In another installment of white people calling the cops on black people for doing normal stuff, we take you to San Diego, California. According to the Daily Mail, a white woman was allegedly waiting for a parking spot when a black woman pulled into the spot once it was vacated. The white woman proceeded to pull in behind the black woman’s parked car, while blocking the intersection in the parking lot, and called the police. The reason she gave for calling the police, was that she was waiting on the spot first.
If you drive or have ever driven a car in your life and waited for parking you understand that there are certain protocols. If you pull into a parking area and someone is waiting in their car for a parking spot, you move on and find another one. The white woman alleges that she was waiting on the spot. The black woman says, she did not see anyone waiting and pulled into the spot. The white woman responded that she needed that spot because of its close proximity to her destination and she needed that because her mother is handicapped. The black woman then responds there are a number of open handicap spots. This sounds like a lot of hearsay and “she said” “she said.” But, the validity of whom was in the right regarding the parking spot is irrelevant.
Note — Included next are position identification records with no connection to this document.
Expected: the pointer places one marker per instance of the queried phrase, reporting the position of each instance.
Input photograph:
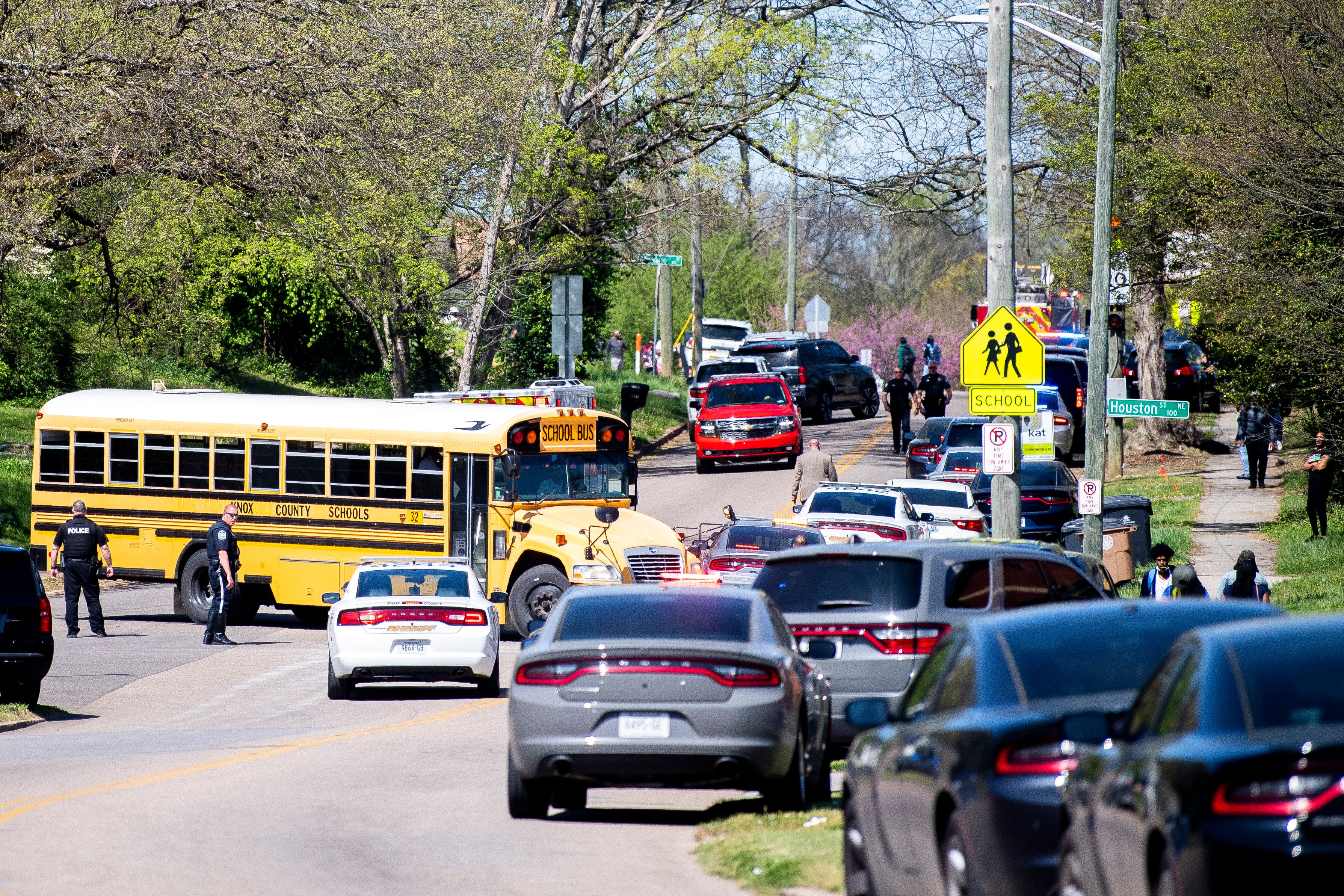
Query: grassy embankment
(1175, 507)
(15, 476)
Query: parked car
(26, 641)
(737, 551)
(412, 620)
(699, 383)
(947, 509)
(1226, 775)
(823, 376)
(1190, 376)
(921, 455)
(1069, 375)
(959, 790)
(846, 511)
(748, 417)
(1049, 499)
(957, 465)
(871, 614)
(664, 687)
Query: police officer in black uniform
(83, 539)
(222, 551)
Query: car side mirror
(867, 714)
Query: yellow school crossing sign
(1003, 352)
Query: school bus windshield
(566, 477)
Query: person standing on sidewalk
(1253, 432)
(895, 398)
(1319, 476)
(83, 541)
(1245, 582)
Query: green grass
(655, 418)
(768, 852)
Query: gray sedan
(666, 687)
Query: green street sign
(1143, 408)
(672, 261)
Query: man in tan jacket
(814, 469)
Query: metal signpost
(566, 322)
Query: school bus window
(193, 462)
(305, 468)
(159, 467)
(229, 464)
(91, 456)
(54, 465)
(125, 459)
(390, 472)
(265, 465)
(350, 469)
(428, 473)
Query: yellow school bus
(537, 499)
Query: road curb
(663, 440)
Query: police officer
(83, 539)
(222, 551)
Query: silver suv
(870, 614)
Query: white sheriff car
(412, 620)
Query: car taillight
(730, 675)
(1291, 796)
(733, 565)
(904, 640)
(448, 616)
(881, 531)
(1050, 758)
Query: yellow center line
(29, 804)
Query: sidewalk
(1230, 514)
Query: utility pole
(791, 298)
(697, 275)
(667, 326)
(1006, 490)
(1099, 334)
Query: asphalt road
(226, 770)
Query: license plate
(646, 726)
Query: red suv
(748, 417)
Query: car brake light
(1291, 796)
(730, 675)
(1050, 758)
(898, 640)
(377, 616)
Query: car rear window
(822, 583)
(725, 394)
(18, 581)
(758, 538)
(1303, 692)
(1065, 659)
(776, 357)
(859, 503)
(940, 497)
(412, 583)
(659, 616)
(720, 370)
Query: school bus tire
(195, 590)
(534, 595)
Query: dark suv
(26, 645)
(820, 374)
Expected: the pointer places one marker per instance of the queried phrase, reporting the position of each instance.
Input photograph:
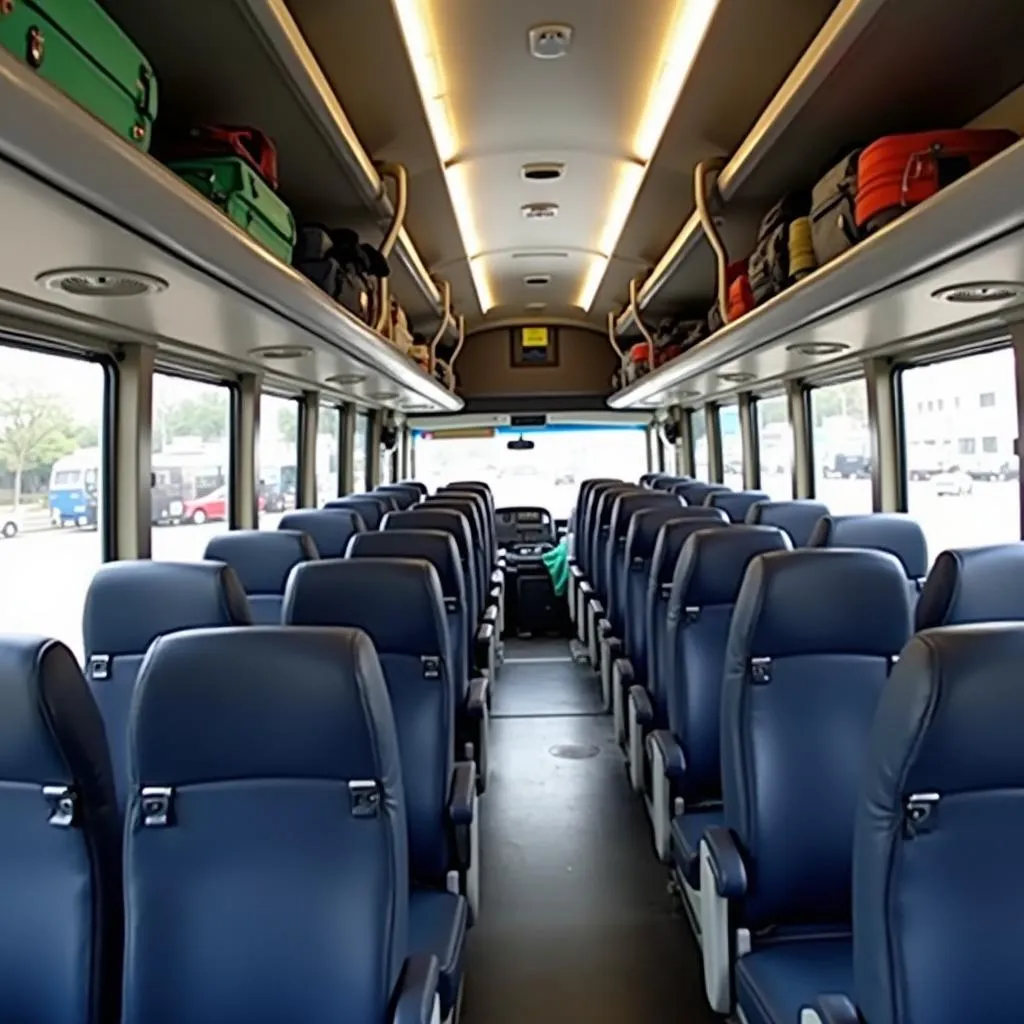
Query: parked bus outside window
(960, 430)
(841, 446)
(774, 446)
(51, 416)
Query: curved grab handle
(442, 327)
(702, 197)
(641, 327)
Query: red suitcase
(897, 172)
(220, 140)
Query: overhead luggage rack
(844, 93)
(101, 240)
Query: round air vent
(548, 42)
(543, 172)
(101, 283)
(540, 211)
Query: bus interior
(511, 511)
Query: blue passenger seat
(939, 840)
(813, 638)
(60, 943)
(798, 517)
(973, 585)
(266, 867)
(413, 647)
(262, 560)
(330, 529)
(897, 534)
(131, 603)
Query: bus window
(190, 455)
(51, 415)
(841, 446)
(549, 475)
(360, 442)
(732, 446)
(278, 458)
(960, 427)
(698, 425)
(328, 476)
(774, 448)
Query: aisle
(576, 922)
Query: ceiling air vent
(548, 42)
(543, 172)
(540, 211)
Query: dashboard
(524, 526)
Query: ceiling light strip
(417, 31)
(689, 28)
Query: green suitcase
(235, 186)
(76, 46)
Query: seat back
(973, 585)
(370, 509)
(398, 604)
(623, 511)
(131, 603)
(330, 529)
(735, 504)
(60, 856)
(702, 595)
(797, 517)
(438, 548)
(262, 560)
(669, 544)
(266, 872)
(940, 834)
(813, 637)
(897, 534)
(640, 542)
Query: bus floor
(576, 921)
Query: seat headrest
(899, 535)
(821, 601)
(797, 517)
(330, 529)
(645, 526)
(131, 603)
(371, 510)
(261, 558)
(713, 562)
(262, 702)
(735, 504)
(673, 536)
(396, 601)
(434, 546)
(948, 721)
(50, 729)
(973, 585)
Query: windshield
(549, 475)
What matters here is the authority white people feel they have to call the police at any moment they are in a situation with a black person that makes them feel uncomfortable. The bar for white people to weaponize their “fear” or discomfort is so low and it is extremely problematic. This lineage of action by many white people can be traced all the way back to the 1800s. White people see and use the police and law enforcement as an extension of themselves with the ability to remove, or in many cases eliminate, the presence of black people in spaces they don’t want them in.
Luckily, in this instance when the police arrived on the scene, the black woman as sent on her way to work and the white woman was told this was a non-issue and not a police matter.